E’ curioso, certe volte, il caso. In piena settimana del Salone del Mobile, Milano ospita la messa in scena de “L’invenzione della solitudine”, pièce nella quale l’arredo è ridotto all’osso, intralcio sul palcoscenico, fatto di inutili suppellettili in una casa in vendita e da svuotare, dalle linee anonime e dozzinali.
Non si può dire lo stesso di Battiston, dominatore assoluto dell’opera che prende il nome dall’omonimo romanzo di Paul Auster. Attore ma non solo, interprete unico della rappresentazione articolata e raffinata di uno dei temi più antichi ed esplorati, non solo in teatro: quello del rapporto tra padri e figli, perennemente dominato da incomprensioni e desideri agli antipodi, difficoltà comunicative e silenzi. Battiston si fa portavoce di una realtà molto variegata e complessa, dando voce a personaggi diversi, che ricoprono ruoli differenti a seconda delle varie stagioni della vita, con tutte le paure e le insicurezze tipiche di ciascuna età. Il tutto affidandosi alla sola voce e interpretazione, giocando con alcune espressioni del viso e utilizzando, di tanto in tanto, brevi pause necessarie anche a traghettare lo spettatore verso una nuova scena, verso la rievocazione di un ennesimo episodio ripescato dal passato.
Tuttavia, in questa analisi familiare, meritano una menzione speciale anche gli elementi scenografici, a cominciare dall’enorme specchio quadrato, un pannello alle spalle dell’attore, che riempie quasi tutto lo sfondo, quasi coprotagonista dell’opera. Specchio nel quale riflettersi, non solo visivamente ma anche in senso figurato, quasi la sua presenza servisse a ricordare che quello che i genitori sono stati per noi, saremo noi domani per i nostri figli. Sempre in termini scenografici, d’impatto è la scelta di creare una parete fatta di cravatte, uno degli accessori preferiti dal padre del protagonista, che ad un certo punto cadono quasi tutte contemporaneamente al suolo, facendosi espressione di una caducità quasi inevitabile presente nelle nostre vite, alla quale sembrerebbe impossibile sfuggire.

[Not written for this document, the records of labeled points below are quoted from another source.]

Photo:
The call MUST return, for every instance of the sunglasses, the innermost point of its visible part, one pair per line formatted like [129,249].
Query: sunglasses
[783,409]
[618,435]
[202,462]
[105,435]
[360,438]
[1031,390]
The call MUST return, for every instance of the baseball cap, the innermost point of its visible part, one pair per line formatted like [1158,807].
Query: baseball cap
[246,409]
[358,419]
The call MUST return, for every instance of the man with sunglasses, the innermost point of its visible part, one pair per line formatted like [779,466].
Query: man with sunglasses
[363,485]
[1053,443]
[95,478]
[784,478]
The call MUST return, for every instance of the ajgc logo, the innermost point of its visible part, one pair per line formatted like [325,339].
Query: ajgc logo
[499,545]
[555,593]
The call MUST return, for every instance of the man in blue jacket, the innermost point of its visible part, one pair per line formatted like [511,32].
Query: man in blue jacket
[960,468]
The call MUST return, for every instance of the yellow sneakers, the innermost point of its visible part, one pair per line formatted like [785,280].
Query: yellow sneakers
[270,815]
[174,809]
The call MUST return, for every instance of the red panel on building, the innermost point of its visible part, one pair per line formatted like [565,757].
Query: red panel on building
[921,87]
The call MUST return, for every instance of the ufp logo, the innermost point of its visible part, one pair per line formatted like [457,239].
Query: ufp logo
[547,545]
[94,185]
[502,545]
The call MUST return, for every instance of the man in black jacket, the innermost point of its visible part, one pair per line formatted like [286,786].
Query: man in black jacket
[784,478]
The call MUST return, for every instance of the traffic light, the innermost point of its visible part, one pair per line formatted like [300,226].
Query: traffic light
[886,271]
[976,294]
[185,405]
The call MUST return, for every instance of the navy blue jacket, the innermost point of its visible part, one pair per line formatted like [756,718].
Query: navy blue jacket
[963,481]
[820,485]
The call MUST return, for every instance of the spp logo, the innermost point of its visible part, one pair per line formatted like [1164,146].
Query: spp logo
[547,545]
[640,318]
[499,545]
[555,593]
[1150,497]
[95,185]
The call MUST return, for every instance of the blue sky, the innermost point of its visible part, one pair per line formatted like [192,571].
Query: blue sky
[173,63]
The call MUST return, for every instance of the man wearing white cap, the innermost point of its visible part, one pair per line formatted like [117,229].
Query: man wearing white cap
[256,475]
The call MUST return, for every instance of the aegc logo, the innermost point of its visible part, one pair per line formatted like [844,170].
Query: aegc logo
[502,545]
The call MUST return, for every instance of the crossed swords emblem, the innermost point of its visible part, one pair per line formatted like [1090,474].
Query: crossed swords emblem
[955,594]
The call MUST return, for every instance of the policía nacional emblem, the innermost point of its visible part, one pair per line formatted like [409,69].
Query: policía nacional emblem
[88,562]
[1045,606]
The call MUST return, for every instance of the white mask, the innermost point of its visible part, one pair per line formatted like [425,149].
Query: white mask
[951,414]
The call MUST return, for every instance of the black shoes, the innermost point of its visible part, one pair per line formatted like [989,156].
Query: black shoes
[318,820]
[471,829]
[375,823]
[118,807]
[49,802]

A completare, il gioco di luci e l’ausilio della melodia di un pianoforte fuoricampo restituiscono l’idea di una malinconica assenza, alternata a momenti di rabbia e qualche battuta sarcastica, involontariamente ironica forse. Tutti elementi di una ricostruzione che sembrerebbe volere suggerire una sorta di morale finale: quello che è stato d’ora in poi non sarà più, ma il ricordo quello no, quello è bene averlo.